Large Language Model Mathematics explained Through a Road Trip

Thierry Damiba
3 min readDec 12, 2023

--

The artistic representation of the concept ‘Understanding the mathematics of Large Language Models (LLMs)’, visualized as a metaphorical journey from New York City to Los Angeles. This image symbolizes the complexity and interconnectedness of mathematical concepts in LLMs, intertwined with elements of a cross-country journey.

Understanding the mathematics of Large Language Models (LLMs) can be likened to planning a cross-country journey from New York City to Los Angeles. We can apply this analogy to key mathematical concepts, transforming them into familiar ideas.

On my initial day exploring LLMs, I concentrated on their mathematical foundations. This involved delving into Linear Algebra, Statistics, Probability, and Calculus. The features of LLM’s key mathematical concepts interweave with each other seamlessly, and build upon themselves. You can compare learning the math of LLMs to learning letters before words when you are starting to read and write.
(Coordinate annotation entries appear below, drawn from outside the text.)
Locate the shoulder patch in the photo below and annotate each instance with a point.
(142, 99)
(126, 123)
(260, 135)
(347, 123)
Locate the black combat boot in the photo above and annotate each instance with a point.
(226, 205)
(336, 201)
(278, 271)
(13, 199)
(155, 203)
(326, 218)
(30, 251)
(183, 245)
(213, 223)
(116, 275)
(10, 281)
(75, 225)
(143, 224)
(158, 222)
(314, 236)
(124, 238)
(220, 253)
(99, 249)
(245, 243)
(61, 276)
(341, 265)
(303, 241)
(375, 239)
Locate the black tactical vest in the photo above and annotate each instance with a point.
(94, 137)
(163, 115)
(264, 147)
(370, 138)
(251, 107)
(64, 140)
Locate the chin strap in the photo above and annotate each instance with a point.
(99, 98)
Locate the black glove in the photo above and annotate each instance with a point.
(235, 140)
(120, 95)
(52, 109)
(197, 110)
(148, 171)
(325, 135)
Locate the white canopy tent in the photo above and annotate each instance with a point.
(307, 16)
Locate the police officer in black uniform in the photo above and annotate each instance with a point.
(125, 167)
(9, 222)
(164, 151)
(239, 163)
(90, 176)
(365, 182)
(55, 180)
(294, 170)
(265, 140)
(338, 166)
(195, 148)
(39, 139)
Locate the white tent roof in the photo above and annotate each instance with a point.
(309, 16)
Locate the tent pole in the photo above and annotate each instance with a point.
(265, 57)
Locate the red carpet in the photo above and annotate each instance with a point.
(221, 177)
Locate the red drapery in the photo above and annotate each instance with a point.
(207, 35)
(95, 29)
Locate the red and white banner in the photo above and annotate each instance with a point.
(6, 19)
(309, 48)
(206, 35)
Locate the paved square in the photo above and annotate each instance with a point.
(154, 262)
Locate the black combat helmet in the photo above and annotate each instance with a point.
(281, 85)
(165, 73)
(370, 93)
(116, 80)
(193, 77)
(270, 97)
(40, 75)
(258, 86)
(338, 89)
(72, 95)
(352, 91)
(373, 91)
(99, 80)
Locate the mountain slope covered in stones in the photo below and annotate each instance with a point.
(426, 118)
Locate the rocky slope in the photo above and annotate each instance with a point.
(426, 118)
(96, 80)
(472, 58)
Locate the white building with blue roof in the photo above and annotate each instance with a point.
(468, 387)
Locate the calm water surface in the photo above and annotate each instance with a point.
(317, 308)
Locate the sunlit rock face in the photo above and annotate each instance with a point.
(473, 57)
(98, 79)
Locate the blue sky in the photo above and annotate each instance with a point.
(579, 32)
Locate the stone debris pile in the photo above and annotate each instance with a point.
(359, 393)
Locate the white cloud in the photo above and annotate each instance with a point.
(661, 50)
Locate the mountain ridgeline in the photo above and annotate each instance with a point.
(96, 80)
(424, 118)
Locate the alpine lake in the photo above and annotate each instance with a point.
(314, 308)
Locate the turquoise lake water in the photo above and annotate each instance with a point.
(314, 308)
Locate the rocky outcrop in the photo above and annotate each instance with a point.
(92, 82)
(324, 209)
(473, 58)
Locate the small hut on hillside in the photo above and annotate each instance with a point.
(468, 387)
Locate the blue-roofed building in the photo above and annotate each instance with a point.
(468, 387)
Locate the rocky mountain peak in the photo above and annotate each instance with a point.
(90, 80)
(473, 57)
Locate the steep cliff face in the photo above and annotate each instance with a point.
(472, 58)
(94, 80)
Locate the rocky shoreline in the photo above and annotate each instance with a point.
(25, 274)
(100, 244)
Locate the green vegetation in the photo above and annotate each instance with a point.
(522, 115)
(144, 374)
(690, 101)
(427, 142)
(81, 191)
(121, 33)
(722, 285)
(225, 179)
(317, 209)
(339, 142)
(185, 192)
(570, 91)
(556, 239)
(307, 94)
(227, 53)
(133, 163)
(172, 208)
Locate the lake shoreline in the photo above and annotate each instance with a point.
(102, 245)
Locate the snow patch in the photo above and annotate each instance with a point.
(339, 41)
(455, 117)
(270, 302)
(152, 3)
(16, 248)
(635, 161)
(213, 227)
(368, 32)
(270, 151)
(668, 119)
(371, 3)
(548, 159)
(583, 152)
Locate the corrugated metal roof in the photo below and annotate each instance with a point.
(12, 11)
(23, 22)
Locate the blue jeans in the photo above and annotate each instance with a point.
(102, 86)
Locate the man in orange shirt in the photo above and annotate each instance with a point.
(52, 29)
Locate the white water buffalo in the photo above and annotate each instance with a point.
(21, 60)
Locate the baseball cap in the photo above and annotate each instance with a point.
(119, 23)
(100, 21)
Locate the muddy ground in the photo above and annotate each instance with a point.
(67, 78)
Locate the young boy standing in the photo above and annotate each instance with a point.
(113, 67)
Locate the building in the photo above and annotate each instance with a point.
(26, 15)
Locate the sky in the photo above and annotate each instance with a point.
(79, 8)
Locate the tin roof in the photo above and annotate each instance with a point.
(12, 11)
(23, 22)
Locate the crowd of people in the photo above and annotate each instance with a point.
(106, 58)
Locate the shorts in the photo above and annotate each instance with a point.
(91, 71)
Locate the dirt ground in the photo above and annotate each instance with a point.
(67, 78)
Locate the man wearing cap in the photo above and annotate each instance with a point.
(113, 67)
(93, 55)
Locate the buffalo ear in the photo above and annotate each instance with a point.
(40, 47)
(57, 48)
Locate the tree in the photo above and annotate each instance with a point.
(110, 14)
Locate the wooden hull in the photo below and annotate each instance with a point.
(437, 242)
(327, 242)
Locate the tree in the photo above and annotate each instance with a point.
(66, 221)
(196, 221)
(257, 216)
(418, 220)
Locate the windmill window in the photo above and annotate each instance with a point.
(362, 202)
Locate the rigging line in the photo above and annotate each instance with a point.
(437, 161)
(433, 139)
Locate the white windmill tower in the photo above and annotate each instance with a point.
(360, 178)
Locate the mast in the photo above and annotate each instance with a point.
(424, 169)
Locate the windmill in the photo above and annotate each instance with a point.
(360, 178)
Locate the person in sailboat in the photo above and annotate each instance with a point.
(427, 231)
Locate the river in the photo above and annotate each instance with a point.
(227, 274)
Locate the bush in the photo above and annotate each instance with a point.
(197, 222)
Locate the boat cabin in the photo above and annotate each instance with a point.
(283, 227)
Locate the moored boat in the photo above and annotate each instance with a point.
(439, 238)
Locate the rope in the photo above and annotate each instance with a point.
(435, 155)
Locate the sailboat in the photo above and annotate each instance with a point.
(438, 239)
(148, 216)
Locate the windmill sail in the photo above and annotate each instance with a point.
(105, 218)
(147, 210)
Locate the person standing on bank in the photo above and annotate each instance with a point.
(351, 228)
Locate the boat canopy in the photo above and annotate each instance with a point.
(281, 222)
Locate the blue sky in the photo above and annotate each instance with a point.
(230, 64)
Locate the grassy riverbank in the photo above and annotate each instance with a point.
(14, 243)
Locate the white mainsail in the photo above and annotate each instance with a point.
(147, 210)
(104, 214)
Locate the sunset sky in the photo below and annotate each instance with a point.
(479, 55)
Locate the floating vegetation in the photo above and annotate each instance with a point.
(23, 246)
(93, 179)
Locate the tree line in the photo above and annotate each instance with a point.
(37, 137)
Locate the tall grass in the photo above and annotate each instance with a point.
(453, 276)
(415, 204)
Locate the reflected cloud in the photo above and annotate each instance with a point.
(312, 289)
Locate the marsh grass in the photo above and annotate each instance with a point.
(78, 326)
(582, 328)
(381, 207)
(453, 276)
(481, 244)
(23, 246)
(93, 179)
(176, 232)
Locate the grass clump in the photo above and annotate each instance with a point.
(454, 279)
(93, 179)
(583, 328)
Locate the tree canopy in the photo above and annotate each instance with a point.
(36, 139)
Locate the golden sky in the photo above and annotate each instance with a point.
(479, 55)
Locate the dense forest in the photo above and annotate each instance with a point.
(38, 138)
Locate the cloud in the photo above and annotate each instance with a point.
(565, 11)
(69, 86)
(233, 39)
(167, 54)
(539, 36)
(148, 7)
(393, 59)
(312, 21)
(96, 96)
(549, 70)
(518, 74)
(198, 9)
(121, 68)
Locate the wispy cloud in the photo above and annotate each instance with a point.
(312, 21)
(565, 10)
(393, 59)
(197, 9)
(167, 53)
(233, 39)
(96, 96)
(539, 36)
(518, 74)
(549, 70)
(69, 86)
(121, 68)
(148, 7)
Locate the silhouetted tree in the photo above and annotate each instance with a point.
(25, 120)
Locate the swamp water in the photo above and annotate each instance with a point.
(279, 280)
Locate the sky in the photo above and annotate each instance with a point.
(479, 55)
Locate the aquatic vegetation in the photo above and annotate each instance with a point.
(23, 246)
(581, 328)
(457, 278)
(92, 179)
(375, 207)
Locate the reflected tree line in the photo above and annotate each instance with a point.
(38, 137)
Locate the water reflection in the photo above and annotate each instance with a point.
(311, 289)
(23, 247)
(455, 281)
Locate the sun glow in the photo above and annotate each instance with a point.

We begin with Linear Algebra, transforming data into lines, and end with Calculus, calculating the area beneath curves.

Rather than just memorizing formulas and symbols, I prefer to conceptualize these mathematical principles through familiar analogies. I liken the essential mathematical concepts to planning a cross-country road trip. Adopting this approach offers a more instinctive grasp of the fundamental ideas underpinning the mathematics of LLMs.

Linear Algebra: Charting the Course

Linear algebra in LLMs can be likened to plotting a journey on a map. Consider the map as a two-dimensional plane, with the North-South axis representing the x axis and East-West as y axis. In linear algebra “i-hat” and “j-hat” are unit vectors for horizontal and vertical movement, similar to a mile east-west or north-south.

Using New York City as a starting point in our analogy, linear algebra enables us to draw a line to Los Angeles. We can also draw a line to any city in the world, symbolizing paths or connections. In LLMs, linear algebra illustrates how data travels through a neural network. Each layer of the network acts like a city stop, altering the data as it moves through, similar to how a route changes across different cities. Just as a trip from NYC to LA involves stopping at numerous cities, data passes through many network layers before yielding the final output.

Probability and Statistics: Anticipating Variables

On a road trip, we must anticipate variables such as traffic, weather, and bathroom breaks. A traveler might estimate a higher likelihood of encountering traffic during rush hour on a major highway. Probability and statistics in LLMs involve anticipating and accounting for the variability and uncertainty in language. These models use probabilistic methods to predict the likelihood of certain words or phrases occurring in a given context.

In language models, “knob” could indicate a door handle in one context and a difficult person in another. If the word “turn” precedes the word “knob” in the text, the model can estimate a higher likelihood that the word “knob” refers to a way of opening a door.

Calculus: Fuel Management Strategy

Calculus is akin to planning our fuel stops efficiently. It’s about calculating when and how often to refuel — a task that requires understanding rates of change and optimization. How far are we going, how much fuel capacity does our car have, and how much of our drive will be in cities vs highways?

In LLMs, calculus is used to optimize the model’s performance, ensuring that it refuels its knowledge at the right intervals, based on the data it processes. If we don’t stop enough, we risk running out of gas on the road and having to call AAA to bail us out. If we stop too often, the duration of the trip is extended unnecessarily. This optimization helps in avoiding both underfitting (not learning enough) and overfitting (learning too much from limited data).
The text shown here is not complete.